Have you ever felt afraid of making decisions because you no longer trusted yourself?
After becoming a single mum, going through a couple of failed relationships, and facing situations that didn’t go to plan, trusting myself felt scary. I had become reliant on asking the people around me for direction because I was afraid of making mistakes. Every choice felt heavy, like the consequences were too great to bear — and I didn’t want that responsibility.
Why We Stop Trusting Ourselves
Society doesn’t exactly give us space for mistakes either. Divorce, becoming a single mum… all of it gets framed as failure. So each decision starts to feel like your whole life is hanging in the balance, and one wrong move could destroy everything.
But here’s the truth I came to realise: the system wants us to believe that every decision must come with a guarantee. That’s how we stay inside the programming.
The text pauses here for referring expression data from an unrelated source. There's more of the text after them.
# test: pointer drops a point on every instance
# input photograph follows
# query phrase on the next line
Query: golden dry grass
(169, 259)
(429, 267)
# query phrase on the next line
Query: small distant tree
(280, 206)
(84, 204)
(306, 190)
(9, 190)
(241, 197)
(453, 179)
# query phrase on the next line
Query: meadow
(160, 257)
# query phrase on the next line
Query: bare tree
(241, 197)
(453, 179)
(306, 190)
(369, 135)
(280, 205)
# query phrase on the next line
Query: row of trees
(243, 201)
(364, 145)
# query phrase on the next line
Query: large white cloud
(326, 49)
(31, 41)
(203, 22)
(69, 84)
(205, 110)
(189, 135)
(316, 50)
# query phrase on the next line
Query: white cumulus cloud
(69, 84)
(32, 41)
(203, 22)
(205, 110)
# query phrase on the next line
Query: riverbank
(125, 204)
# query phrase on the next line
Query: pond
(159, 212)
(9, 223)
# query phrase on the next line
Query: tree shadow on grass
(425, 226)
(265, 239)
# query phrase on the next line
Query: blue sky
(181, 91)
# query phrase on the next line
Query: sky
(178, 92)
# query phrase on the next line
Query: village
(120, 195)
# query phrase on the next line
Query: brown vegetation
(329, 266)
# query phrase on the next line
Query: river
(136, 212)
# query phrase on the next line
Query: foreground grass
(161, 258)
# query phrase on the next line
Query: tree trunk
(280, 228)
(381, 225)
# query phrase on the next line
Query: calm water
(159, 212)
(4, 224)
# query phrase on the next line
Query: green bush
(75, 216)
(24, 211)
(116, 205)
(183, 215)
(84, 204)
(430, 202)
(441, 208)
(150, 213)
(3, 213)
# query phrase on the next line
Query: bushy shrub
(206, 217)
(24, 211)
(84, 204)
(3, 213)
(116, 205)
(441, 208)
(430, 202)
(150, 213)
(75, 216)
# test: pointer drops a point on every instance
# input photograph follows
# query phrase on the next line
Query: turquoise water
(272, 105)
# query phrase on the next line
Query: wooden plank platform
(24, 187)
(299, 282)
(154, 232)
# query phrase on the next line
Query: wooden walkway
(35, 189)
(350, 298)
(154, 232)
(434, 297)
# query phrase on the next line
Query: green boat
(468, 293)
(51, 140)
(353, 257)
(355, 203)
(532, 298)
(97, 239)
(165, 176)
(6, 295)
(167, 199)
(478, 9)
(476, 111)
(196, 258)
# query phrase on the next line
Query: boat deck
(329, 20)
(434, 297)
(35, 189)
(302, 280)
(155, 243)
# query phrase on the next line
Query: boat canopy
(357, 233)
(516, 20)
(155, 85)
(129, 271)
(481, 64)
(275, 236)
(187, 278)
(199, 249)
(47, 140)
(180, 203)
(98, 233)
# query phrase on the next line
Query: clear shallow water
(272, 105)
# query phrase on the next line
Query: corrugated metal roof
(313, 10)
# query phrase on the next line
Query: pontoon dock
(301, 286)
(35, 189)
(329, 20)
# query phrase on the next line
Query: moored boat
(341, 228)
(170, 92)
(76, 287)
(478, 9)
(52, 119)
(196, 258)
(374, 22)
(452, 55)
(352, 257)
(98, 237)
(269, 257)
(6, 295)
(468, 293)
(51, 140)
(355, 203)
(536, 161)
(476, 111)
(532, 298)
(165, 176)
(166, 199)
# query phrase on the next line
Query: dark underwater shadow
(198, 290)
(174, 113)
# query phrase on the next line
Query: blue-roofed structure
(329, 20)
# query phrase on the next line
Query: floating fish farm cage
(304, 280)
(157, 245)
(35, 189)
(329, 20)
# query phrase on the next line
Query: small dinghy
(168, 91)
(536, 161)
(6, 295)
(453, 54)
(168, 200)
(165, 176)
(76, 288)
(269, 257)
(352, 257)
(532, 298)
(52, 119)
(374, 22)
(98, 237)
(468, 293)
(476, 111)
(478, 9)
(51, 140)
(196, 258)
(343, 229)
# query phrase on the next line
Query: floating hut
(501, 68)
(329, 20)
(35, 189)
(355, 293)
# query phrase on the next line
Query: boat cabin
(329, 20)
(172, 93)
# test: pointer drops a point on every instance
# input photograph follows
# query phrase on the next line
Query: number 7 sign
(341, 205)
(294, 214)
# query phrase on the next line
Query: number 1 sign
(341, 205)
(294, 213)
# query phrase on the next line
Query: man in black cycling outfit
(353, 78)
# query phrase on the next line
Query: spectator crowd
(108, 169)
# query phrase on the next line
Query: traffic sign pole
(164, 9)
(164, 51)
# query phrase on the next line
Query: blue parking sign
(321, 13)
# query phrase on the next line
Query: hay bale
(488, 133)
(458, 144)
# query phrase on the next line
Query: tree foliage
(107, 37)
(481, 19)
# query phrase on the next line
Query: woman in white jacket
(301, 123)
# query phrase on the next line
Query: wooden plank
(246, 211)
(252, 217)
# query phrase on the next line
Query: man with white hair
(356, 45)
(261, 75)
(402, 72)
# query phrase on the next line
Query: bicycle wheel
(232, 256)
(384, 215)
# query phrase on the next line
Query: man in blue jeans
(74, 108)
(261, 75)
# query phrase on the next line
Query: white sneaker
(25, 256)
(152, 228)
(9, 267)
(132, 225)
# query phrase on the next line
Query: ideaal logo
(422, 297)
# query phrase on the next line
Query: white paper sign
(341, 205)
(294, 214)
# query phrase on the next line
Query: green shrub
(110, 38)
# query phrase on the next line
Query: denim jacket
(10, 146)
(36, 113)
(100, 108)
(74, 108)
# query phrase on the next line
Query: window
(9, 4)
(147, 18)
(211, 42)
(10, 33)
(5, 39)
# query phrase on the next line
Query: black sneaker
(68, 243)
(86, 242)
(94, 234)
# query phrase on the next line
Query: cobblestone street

The script is the same: go to uni, meet someone, date for five years, get married, buy a home, have kids, book the fake family holidays, and watch the husbands give their wives a “break” for a couple of hours on Saturdays. It’s predictable. It’s boring. Everyone’s looking sideways at each other for reassurance, pretending they’ve got it all figured out. On the outside, it looks perfect, but on the inside, it’s unfulfilling, dull, and lifeless.
The Fear of Choosing Differently
Still, choosing differently is terrifying. The “what ifs” creep in: What if it doesn’t work out? What will people say? What if I lose money? How will I pay the bills? The spiral of doubt feels endless.
But here’s the thing. I’ve met the people who played by the rules. Millionaires, even a few billionaires. Materially, they had everything. But behind the wealth were broken marriages, strained relationships, addictions, and misery. They lived in fear, chained to guarantees, never trusting themselves, sacrificing their own happiness to appear “successful.”
Choosing Self-Trust Over Programming
Seeing this up close shifted something in me. I wanted more. Yes, I wanted financial abundance, but I also wanted to be abundant in all aspects: emotionally, mentally, spiritually, and physically. That meant doing things differently: following my heart and quieting my ego.
And let me tell you that’s no easy feat. We’ve been conditioned to believe the ego knows best, when in truth it’s our heart and intuition, the divine feminine, that holds the wisdom we need. She is the one who will guide you into a life you can trust.
How do you actually begin to rebuild trust in yourself? Here’s what worked for me:
Journaling Affirmations to Build Trust
Every morning, I journaled affirmations about how I wanted my day and life to go. Since my focus was rebuilding self-trust, I chose affirmations that reminded me I was capable of making good decisions.
I kept it simple: three affirmations at a time, writing them out repeatedly each morning. Six years later, I still do this. It has been one of the most powerful tools I’ve used.
Place Affirmations Where You’ll See Them
After journaling, I’d write those affirmations on sticky notes and place them everywhere. On my mirror, so I’d repeat them while getting ready. In the kitchen. In my office. Even tucked in my purse.
The point is constant repetition. Seeing and speaking them throughout the day slowly rewired my subconscious. At the time, I didn’t know the science of it. I just knew it felt right.
Keep Small Promises to Yourself
Each month, I made myself one promise — and I kept it. The first was tiny: make my bed every morning. Trivial? Maybe. But every time I kept that promise, I built proof that I could trust myself again.
From there, the promises grew. Each time I kept them, my self-esteem rose. Bit by bit, I proved to myself that my word was powerful.
Manifesting becomes easy when one trusts themselves. Read it here.
The Results of Rebuilding Trust
Over time, the fear of making decisions dissolved. I no longer avoided situations that required me to face myself, because I knew I could trust myself.
Even if I made the “wrong” decision, I trusted that my life wouldn’t fall apart — because I had the power to redirect, to course-correct, to come back onto the path meant for me.
And the biggest revelation? The only person who truly has my back is me.
My intuition grew sharper. I leaned into it more and discovered my spiritual gifts. I came to know myself in a way that felt rebellious — because in a world built to keep you second-guessing, true self-knowledge is power.
No one can tell me who I am, because I already know. And I know exactly what I’m capable of.
If you’re reading this and feel like you’ve lost trust in yourself, know that you can rebuild it step by step. It doesn’t require grand gestures — just daily choices that show you that your word matters, even to yourself. Start with one small promise, write one affirmation, or take one decision today from your heart instead of fear. Trust grows quietly but steadily, and one day you’ll look back and realise you’ve been guiding yourself all along.
Sage x



I loved this one. Self Trust I woke up today and I was literally said Im that bitch. My inner child i realise also like to curse. So I let her. Thanks for sharing your knowledge
LOL – Yes you are. That’s a beautiful way to wake up. Thank you. I’m glad my stories and teachings are resonating.